Current U.S. Class:	711/109 ; 712/E9.026; 712/E9.046; 712/E9.049; 712/E9.062
Current CPC Class:	G06F 9/30141 20130101; G06F 9/3867 20130101; G06F 9/30134 20130101; G06F 9/3838 20130101; G06F 9/3828 20130101
Class at Publication:	711/109
International Class:	G06F 12/14 20060101 G06F012/14

Claims

1. An apparatus for accessing a register file array in a data processing system comprising: a register file array having a plurality of cells; and a shift clock steering circuit coupled to the register file array, wherein the shift clock steering circuit controls shifting of data from one cell to another cell in the register file array via scan ports of the plurality of cells such that data is shifted from one cell to another, cell at each clock cycle.

2. The apparatus of claim 1, wherein a cell in which the data is currently present is indicative of a stage in an instruction pipeline in which the instruction is currently present.

3. The apparatus of claim 2, wherein data is written to a first cell of the register file array using a scan in port of the first cell when an instruction is issued to the instruction pipeline, and wherein the data is shifted to another cell in the register file array using a scan out port of the first cell at a next clock cycle.

4. The apparatus of claim 1, wherein the shift clock steering circuit pulses two clock signals that cause the data from one cell to shift to another cell in the register file array.

5. The apparatus of claim 1, wherein data is written to a first cell of the register file array only when a write word line signal is high and a first clock signal from the shift clock steering circuit is high.

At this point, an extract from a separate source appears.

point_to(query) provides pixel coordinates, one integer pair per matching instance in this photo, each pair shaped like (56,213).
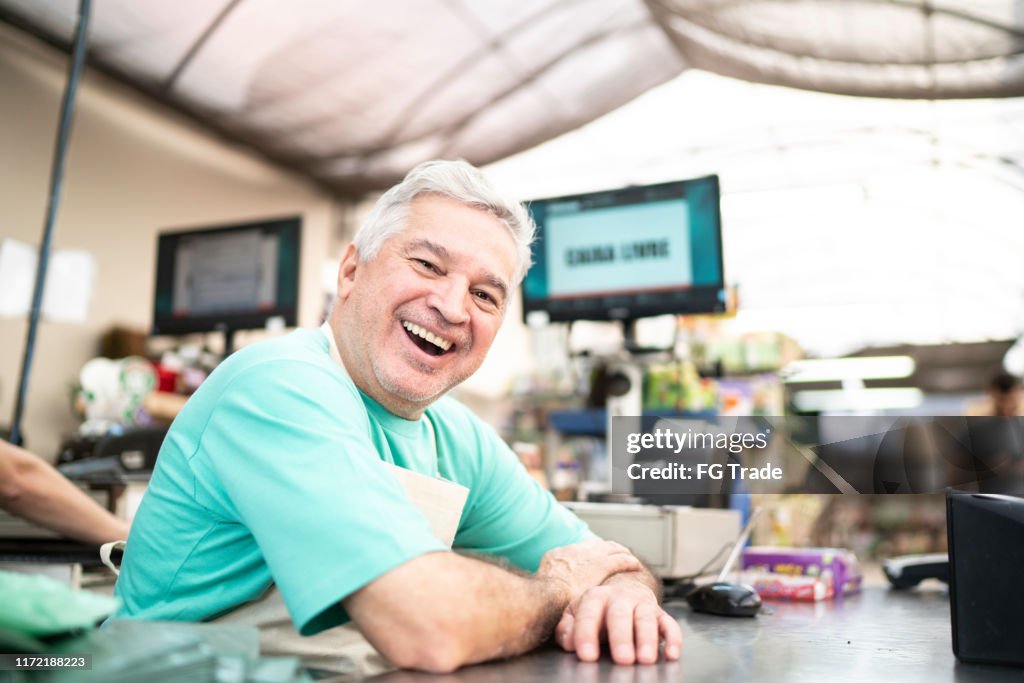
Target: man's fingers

6. The apparatus of claim 1, further comprising a plurality of bit line pre-charge circuits, wherein the plurality of cells of the register file array are arranged in columns and rows, and wherein the plurality of bit line pre-charge circuits are coupled to columns of cells in the register file array, one pre-charge circuit for each column in the register file array.

7. The apparatus of claim 6, wherein each cell in a first column of cells of the plurality of cells in the register file array receives a first clock signal and its complement and a second clock signal and its complement, and wherein the first clock signal is high when data is to be written to a corresponding cell in the first column of cells, and wherein the second clock signal is free running such that the second clock signal causes shifting of data written to the first column of cells to cells in a next column of cells of the plurality of cells in the register file array.

8. The apparatus of claim 1, wherein the plurality of cells of the register file array are arranged as a scan chain in which a scan output port of a first cell of the plurality of cells in the register file array is coupled to a scan in port of a next cell of the plurality of cells in the register file array.

9. The apparatus of claim 1, wherein each cell in the plurality of cells in the register file array is a scannable register file cell with a single read port and two write ports.

10. The apparatus of claim 1, wherein the register file array comprises an array of register file array cells having 32 columns and 8 rows.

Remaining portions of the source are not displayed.